To the Point - Not quite there yet
This is the third year I’ve been doing interviews of women executives in the pharma industry and have shared their experiences and their perspectives on what it takes to rise. While it’s clear that there are many women who have risen to upper-level positions, there is still some way to go. There are still no female CEOs among the top 15 pharmaceutical and biotech companies, even though at many of these companies, women comprise about half the management.
Then again, the presence of so many women in pharma executive management bodes well for a future in which we’ll see a female CEO of a Pfizer, a J&J, a GlaxoSmithKline, or a Sanofi. Women are already running divisions of these companies, and there has been a concerted effort among the top pharmas to build a deep bench of women with C-suite leadership potential. A woman pharma CEO among the top 15 or 20 is not a possibility; it’s an inevitability.
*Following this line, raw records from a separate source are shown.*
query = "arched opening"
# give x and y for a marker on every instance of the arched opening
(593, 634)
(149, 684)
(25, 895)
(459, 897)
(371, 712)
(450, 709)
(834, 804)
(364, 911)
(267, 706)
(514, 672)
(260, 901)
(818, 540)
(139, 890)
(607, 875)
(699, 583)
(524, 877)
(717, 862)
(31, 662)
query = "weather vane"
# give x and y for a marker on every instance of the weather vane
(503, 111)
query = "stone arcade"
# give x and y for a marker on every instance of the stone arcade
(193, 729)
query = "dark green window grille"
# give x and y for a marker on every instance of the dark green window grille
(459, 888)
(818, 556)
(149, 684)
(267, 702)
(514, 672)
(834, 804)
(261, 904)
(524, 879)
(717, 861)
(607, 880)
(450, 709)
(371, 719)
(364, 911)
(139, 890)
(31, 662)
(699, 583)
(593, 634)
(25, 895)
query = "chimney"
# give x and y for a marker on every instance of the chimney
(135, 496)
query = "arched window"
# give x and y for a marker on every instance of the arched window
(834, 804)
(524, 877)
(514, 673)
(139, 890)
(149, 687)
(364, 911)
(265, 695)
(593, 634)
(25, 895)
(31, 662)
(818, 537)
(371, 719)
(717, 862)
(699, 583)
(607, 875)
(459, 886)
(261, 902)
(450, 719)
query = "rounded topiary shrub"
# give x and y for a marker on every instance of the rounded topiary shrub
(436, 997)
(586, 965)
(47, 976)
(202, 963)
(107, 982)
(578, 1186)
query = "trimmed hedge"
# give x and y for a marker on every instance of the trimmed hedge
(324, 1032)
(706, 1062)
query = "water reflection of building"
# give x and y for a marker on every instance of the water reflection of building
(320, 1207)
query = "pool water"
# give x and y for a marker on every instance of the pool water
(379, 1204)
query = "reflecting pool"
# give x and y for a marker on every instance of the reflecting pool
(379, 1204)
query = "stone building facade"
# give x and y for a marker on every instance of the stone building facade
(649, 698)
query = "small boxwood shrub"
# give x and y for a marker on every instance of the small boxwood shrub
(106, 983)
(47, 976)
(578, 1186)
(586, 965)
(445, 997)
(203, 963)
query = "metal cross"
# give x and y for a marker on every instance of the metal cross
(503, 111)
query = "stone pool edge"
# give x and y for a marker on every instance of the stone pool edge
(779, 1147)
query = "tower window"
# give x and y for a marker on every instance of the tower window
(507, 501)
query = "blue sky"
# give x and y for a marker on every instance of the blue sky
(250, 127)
There is already a woman CEO in the top 50 pharmaceutical companies: Heather Bresch of Mylan, the 25th highest-ranking pharma company in terms of healthcare income, generating $6.19 billion in 2011.
But an article from Bloomberg News last month has given me pause. According to Carol Hymowitz and Cécile Daurat, who looked at the payment of CEOs at the S&P 500 companies and how many women were among them, they found that about 20 of the 500 CEOs were women, just 8 percent of the total.“Those high-achievers on average earned $5.3 million, 18 percent less than men,” the writers say.
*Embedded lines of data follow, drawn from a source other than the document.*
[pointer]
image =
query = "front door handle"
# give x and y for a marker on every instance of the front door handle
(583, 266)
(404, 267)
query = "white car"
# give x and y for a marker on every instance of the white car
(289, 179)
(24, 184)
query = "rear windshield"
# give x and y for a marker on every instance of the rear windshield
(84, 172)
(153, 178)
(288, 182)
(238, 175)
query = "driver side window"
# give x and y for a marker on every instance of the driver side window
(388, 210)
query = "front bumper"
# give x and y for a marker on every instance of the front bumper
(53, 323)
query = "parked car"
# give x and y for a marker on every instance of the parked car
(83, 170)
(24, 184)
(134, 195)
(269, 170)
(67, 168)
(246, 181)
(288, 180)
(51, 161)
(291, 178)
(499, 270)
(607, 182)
“Even after graduating from the same business schools, women tend to start out at lower salaries than men, and many don’t catch up later in their careers. Female executives say they can be less demanding than men when it comes to pay, partly out of fear of being labeled as overly aggressive and self-centered,” the writers say.
And what is more, women CEOs are lagging behind their male counterparts in certain industries. Bloomberg notes that Bresch was paid $9.96 million in 2012, 33 percent less than the average chief of a pharmaceutical, biotechnology, and life sciences company.
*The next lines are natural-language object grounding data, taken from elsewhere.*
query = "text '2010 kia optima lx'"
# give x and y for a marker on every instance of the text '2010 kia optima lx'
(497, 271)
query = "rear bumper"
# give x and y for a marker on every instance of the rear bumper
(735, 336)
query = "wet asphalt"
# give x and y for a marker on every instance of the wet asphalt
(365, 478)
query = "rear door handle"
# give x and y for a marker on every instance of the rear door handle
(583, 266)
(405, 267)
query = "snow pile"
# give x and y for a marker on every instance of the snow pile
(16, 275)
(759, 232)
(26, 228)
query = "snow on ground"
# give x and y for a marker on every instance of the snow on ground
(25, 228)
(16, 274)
So how do you develop the strength to lean in and become a leader in the first place? All of the women I have spoken with over the years had parents and mentors who encouraged them to rise above restrictive gender roles. From playing sports not previously open to girls to entering fields of work dominated by men, these women did not take, “But girls don’t do that,” as an answer.
The female chief executives and upper-level executives I spoke with did not discuss their compensation, but they did say that for a woman to succeed, she needs to acquire champions and mentors in the workplace. Looking at the stats gathered by Bloomberg, women are certainly leaning in – but maybe not quite hard enough.
Unfortunately, the drumbeat of negative messages girls and young women are receiving has become even more relentless and inescapable in our social media-connected world. For example, many girls and women who like to participate in multiplayer online video games have reported being harassed. In February, Emily Matthew on the Pricecharting blog found that 80 percent of 874 respondents polled believe sexism is rampant in the gaming community, and 35 percent have been on the receiving end of sexual harassment while playing online. As VG24/7 reported the study, “63 percent of women reported being called a ‘c*nt, bitch, slut, and whore.” Others reported they were threatened with sexual assault, or asked for sexual favors, and stereotypical comments regarding female gender roles were prevalent as well. We’re assuming these comments include, but were not limited to: “Go make me a sandwich,” or, “Get back in the kitchen and make me some pie.” Sexual harassment, because of the Internet and social media, is no longer something that is just experienced in the workplace. For today’s young women and girls, it’s everywhere. What’s not helping is the continued tendency to blame the victim.
So who honestly wants to try and “lean in” in such an atmosphere? Probably a lot fewer than before; and if we don’t look at the whole system, from top to bottom, the gains made over the decades will disappear.